И он начинает сплетать уже свои истории. О первых поселенцах из Европы, для которых вода стала дорогой вверх, к сердцу новой земли; об индейцах ленапе, которые смотрели на пришельцев с берегов реки, называвшейся «Быстрый поток» на их давно исчезнувшем языке. Нет ничего печальнее мертвых языков, в которых похоронен целый другой мир. У них, индейцев ленапе, было матрилинейное общество, рассказывает он, наследство передавалось по материнской линии, а семья жила рядом с родителями женщины, в одном доме собиралось до четырех поколений. Брат матери был важнее для детей, чем отец, потому что связан с матерью кровным родством. Отец же фактически из другого клана.

— А они еще остались? Эти ленапе, — спрашиваю я.

— Нет. Все переплавлено. То, что осталось, уже совсем другое. Это смесь племен и традиций. Хотя тоже кое-что. Тоже выживание.

Выживание. Одно из самых родных слов. Я невольно вспоминаю своего другого дедушку, который рассказывал о своей реке Искыре и Искырском ущелье на месте доисторического моря. В скалах ущелья есть раковины — кусочки окаменелого времени. Дедушка рассказывал о побеге прапрадедушки моего папы, который пришел откуда-то из-под Велико-Тырново, — его история уже почти легенда, сказка, передаваемая из поколения в поколение. Он убил двоих турок, которые изнасиловали его жену Катину. Катина повесилась… Но об этом мой прапрапрадед никогда не рассказывал, семья только догадывалась, говорил дедушка. Прапрапрадед с пятерыми детьми прошел через все Балканские горы с мешком одежды на спине и горстью монет, завязанных в платок в кармане. Он искал, где построить новый дом, и наконец остановился на склоне в тени горы Грохотен, названной в честь рева горной реки и частых гроз, которые эхом отражались от горы. Там, наверху, он построил дом. Дети выросли и женились, город внизу рос, родились пять моих прабабушек, каждая получила в наследство по одной из тех монет, которые мы до сих пор передаем из рук в руки вместе с этой историей… Я помню одну из монет почти как во сне. Она огромная в моей детской руке. Такое далекое воспоминание, что даже не уверена, не приснилось ли мне это. История предков, которых я никогда не видела даже на фотографии, вроде и маленькая, а на самом деле большая, человеческая, такая же болгарская, как и турецкая, индейская, американская… История слабых, бегущих от сильных. Одни люди правят другими силой невыносимого произвола, от которого нас спасают красивые слова: справедливость, память, честь, — все человеческие выдумки, без каких не выжить в реальности суровой истины.

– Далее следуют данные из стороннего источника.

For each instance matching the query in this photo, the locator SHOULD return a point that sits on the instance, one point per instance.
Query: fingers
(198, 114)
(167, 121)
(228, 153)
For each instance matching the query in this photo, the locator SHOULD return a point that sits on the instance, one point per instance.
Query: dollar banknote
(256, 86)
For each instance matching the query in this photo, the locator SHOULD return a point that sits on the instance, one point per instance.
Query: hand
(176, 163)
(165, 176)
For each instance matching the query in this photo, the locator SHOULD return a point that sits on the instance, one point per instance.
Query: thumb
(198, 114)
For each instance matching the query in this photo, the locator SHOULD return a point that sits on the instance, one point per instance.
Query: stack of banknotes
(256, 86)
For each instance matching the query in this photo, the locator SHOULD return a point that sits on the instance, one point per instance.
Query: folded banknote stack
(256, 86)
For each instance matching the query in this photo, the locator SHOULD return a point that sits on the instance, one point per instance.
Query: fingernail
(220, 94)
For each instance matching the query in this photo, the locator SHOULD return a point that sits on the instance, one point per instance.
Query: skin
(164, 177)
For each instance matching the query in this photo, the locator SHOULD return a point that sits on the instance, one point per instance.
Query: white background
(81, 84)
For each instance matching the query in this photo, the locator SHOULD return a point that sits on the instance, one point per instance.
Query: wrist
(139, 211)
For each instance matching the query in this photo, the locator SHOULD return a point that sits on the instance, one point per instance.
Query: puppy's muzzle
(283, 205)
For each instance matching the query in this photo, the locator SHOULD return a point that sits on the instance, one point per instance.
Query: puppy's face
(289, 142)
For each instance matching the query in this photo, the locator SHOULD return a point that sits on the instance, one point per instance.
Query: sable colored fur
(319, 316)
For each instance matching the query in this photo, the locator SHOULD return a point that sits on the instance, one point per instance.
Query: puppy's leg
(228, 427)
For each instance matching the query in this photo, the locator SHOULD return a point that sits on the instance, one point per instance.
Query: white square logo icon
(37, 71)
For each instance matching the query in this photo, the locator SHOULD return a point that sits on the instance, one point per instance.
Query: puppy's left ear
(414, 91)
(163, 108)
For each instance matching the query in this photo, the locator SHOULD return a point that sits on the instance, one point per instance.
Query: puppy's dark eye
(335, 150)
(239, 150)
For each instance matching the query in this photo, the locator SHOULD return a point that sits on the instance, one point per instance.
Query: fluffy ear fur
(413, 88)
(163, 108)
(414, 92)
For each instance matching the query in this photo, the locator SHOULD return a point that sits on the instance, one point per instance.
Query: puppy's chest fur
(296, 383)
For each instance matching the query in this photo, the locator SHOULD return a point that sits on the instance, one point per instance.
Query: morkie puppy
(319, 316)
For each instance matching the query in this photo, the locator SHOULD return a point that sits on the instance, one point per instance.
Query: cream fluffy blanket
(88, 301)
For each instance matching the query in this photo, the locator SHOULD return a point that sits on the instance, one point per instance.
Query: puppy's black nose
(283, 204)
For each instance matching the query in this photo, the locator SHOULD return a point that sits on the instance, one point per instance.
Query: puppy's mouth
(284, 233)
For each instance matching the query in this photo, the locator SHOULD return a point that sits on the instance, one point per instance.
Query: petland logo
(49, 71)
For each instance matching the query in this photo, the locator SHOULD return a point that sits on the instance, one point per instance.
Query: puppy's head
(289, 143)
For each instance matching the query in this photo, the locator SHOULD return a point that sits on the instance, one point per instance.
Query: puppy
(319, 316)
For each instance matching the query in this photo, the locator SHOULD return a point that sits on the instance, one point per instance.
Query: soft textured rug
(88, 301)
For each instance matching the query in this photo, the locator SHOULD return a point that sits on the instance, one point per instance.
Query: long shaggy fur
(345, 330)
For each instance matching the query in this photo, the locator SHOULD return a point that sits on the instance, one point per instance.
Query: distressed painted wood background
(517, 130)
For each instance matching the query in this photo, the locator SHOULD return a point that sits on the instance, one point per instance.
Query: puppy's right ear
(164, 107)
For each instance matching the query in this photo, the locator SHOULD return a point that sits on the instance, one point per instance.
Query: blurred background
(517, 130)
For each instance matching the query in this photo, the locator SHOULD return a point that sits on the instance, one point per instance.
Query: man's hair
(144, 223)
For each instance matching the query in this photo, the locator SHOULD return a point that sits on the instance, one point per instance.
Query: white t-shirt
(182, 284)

От Балканских гор до залива Делавэр земля согревает кости побежденных и забытых.

— Подними ноги! — прерывает мои мысли Тим. — Каждый раз, когда пересекаешь границу штата, надо поднимать ноги.

Мы оба приподнимаем стопы от пола машины. Въезжаем в Нью-Джерси. Тим смеется.

— Добро пожаловать в жопу Америки.


Яна


Жара невыносима. Дни выжигают все, а ночью царствуют жестокие дунайские комары.

Вроде и Дунай, большая вода, а прямо смерть, говорит бабушка.

Дедушка добавляет, что по этой реке все европейское дерьмо плывет в Болгарию, задницу Европы.

С тех пор как папа ушел, мама каждое лето до окончания школы отправляет Яну к бабушке и дедушке. Девочка ездит на участок собирать горох, вишню, абрикосы и персики. Либо это, либо ее запирают в квартире в жарком провинциальном городке. По дороге они с дедушкой покупают мешки с сахаром в продмаге, где полно дешевого китайского барахла и дешевых продуктов, потому что их привозят прямо из порта. Фрукты и ягоды собирают, разрезают, сразу вынимают крупные косточки, бабушка бросает половинки в огромные чугунные тазы и заливает их водой, чтобы вылезли все червяки.

Лето покрасило щеки толстых ягод вишни. Солнечные зайчики играют с резной тенью и ветром, гоняются друг за другом по воде. Девочка лежит прямо в пыли, положив голову на сомкнутые пальцы, и смотрит на край таза. Вот, значит, как всякие букашки видят мир. Муравьи и клопы-солдатики подползают к воде, чувствуют опасность и отступают. Червяки, выгнанные из своих затопленных домов, корчатся и катаются по металлическому дну. Как много маленьких трагедий в такой приятный день.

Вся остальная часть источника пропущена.